La guerra che fa male

Torna la calma in Thailandia. La grande preghiera nazionale.
Thailandia

È ormai arrivata la stagione della pioggia, attesa da tempo e giunta in ritardo. Porta refrigerio e nuova vita, come la pace, arrivata in ritardo, dopo tanta attesa e troppi morti: i morti della Guerra sono sempre troppi.
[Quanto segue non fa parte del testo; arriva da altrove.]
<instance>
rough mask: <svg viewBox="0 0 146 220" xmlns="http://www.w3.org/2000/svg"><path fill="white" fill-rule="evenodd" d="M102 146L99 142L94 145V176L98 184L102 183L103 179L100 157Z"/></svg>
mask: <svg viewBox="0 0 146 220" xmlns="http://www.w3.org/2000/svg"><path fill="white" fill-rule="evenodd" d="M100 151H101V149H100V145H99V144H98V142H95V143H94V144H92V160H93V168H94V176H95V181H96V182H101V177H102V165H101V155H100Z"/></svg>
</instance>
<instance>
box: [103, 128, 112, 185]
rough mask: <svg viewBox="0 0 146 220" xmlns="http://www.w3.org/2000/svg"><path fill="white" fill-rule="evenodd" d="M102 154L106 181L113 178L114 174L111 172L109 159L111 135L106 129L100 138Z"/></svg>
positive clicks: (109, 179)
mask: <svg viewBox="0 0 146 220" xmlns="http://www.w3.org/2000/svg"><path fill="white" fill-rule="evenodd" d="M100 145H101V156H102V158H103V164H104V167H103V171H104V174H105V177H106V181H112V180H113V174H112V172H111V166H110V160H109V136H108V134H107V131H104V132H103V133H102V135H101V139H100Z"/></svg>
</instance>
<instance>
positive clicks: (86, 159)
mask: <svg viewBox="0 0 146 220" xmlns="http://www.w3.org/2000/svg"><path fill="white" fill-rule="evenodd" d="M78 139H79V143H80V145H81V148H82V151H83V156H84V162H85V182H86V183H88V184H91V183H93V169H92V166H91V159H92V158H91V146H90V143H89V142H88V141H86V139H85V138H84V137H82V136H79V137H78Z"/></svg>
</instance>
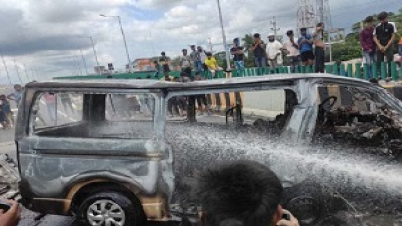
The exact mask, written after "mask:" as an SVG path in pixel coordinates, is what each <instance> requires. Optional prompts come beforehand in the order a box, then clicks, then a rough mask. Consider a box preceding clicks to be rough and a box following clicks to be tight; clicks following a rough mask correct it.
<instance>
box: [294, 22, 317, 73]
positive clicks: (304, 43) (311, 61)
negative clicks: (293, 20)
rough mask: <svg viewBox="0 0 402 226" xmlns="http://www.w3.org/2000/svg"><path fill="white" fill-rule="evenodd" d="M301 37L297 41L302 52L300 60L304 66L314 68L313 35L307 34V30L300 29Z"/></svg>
mask: <svg viewBox="0 0 402 226" xmlns="http://www.w3.org/2000/svg"><path fill="white" fill-rule="evenodd" d="M300 34H301V37H300V38H299V40H298V41H297V44H298V46H299V50H300V58H301V61H302V63H303V65H304V66H313V64H314V53H313V40H312V38H311V35H309V34H307V28H301V29H300Z"/></svg>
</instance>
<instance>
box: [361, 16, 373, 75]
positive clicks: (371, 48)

La Guerra (la scrivo con la maiuscola, perché tale è stata) è rimbalzata attraverso i media in tutto il mondo. La Thailandia è stata teatro per alcune settimane di forti scontri tra manifestanti e militari. Questi ultimi sono entrati nel famoso incrocio del Ratchaprasong, al cuore del distretto più ricco di Bangkok, dopo lunghe trattative e ultimatum, là dove erano asserragliate migliaia di persone da due mesi. Molti contadini, ma anche intellettuali, cantanti, gente della classe media, una parte del popolo. Le trattative tra governo e manifestanti non si erano mai interrotte, più volte si era arrivati vicini all’accordo. Ma, purtroppo, troppa gente voleva lo scontro, anche per le spinte provenienti dall’estero.

Abito a pochi metri dalla zona degli incidenti più gravi, a 500 metri da Ratchaprasong. La notte non si riusciva a dormire per i colpi degli M79, memoria di guerre da Rambo. La Guerra è così, fa male sempre, è falsa, dura, cattiva, è soprattutto assenza di verità. La Guerra distrugge chi la fa e chi la subisce, persino quel Central World, uno dei simboli della città per la sua maestosità, un centro commerciale andato in fumo in due giorni di fiamme dopo la razzia.

 

Scrivo nella prima notte in cui si può circolare liberamente. Il governatore di Bangkok ha chiamato quanti erano liberi per ripulire la città in un big clean day. Gente di tutti i colori, razze, religioni, professioni, una scopa in mano, idranti, solventi… Una festa di liberazione. Poi, alle 18, un time out nazionale, tutti in silenzio, raccolti: ognuno a pregare secondo la propria fede. La Thailandia è anche questo: è saper ricominciare, chiedere aiuto all’altro e all’Altro. Tutti insieme.

Rimane la profonda divisione nel Paese: da una parte le “camice rosse” che hanno per il momento perso la partita; dall’altra il potere costituito, che ha guidato la Thailandia negli ultimi cinquant’anni, accompagnato dalla mano palese o nascosta dei militari. Ora non pochi si stanno impegnando in un programma di riconciliazione nazionale, per una maggiore uguaglianza sociale ed economica, per riforme sostanziali a favore delle classi meno abbienti.

E credo che questo splendido Paese, in termini di risorse umane, riuscirà a superare anche questa nuova sfida. Anche perché è un Paese che sa pregare. Ci si sente tutti impegnati: buddhisti, cristiani, musulmani, sikh, indù. L’esperienza della “preghiera nazionale”, accompagnata dai media, è stata un fatto da cui non si può tornare indietro.